Une chose est certaine, il ne faut plus se fier à cette publicité un peu « régulière » en la forme et absolument mensongère dans le fond ! Une autre chose est certaine, le CAMES doit revoir sa copie car pour le moment et dans le cas d’espèce, il ne fait que se décrédibiliser ; tout laisse croire qu’il n’est intéressé que par la manne que lui procure désormais ce qui s’apparente à un vrai « business » comme disent les américains. A bon entendeur salut.

Commentaires
Sinon coment comprendre une ecole qui delivre un diplome de master et bocou de ses enseignants n'ont pas ce master.
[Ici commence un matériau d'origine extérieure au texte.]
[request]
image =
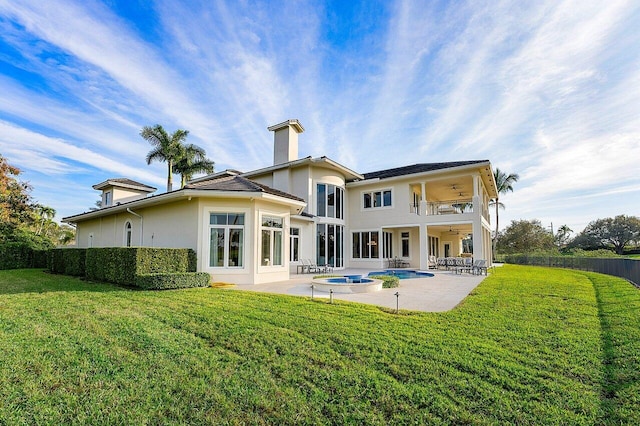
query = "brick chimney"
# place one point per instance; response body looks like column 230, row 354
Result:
column 285, row 141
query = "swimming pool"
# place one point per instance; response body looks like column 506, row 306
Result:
column 403, row 274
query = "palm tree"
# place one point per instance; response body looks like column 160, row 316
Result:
column 165, row 148
column 504, row 184
column 192, row 159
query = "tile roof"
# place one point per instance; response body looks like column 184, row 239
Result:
column 125, row 182
column 240, row 184
column 419, row 168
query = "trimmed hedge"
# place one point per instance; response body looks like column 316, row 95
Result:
column 122, row 265
column 67, row 261
column 388, row 281
column 15, row 256
column 40, row 258
column 166, row 281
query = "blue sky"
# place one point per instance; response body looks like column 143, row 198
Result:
column 548, row 89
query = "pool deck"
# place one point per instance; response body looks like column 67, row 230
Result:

Oubien une ecole qui delivre un doctorat sans pour autant avoir un docteur dans son corp professoral
Ce systeme est vraiment à revoir!!!
par rapport aux procédures je suis sur que c'est plus compliqué ça!
par rapport au contrôle continu cela relève à mon avis des gouvernements.
maintenant en ce qui concerne les mécanismes de fraude cela relève de la responsabilité des écoles. c'est comme accuser le fisc d'irresponsabil ité lorsque des commerçants fraudes.
je m'y connais pas en droit mais je suis sure aussi que les conventions internationales ont priorité sur les lois étatiques à l'exception de la constitution qui est la loi suprême.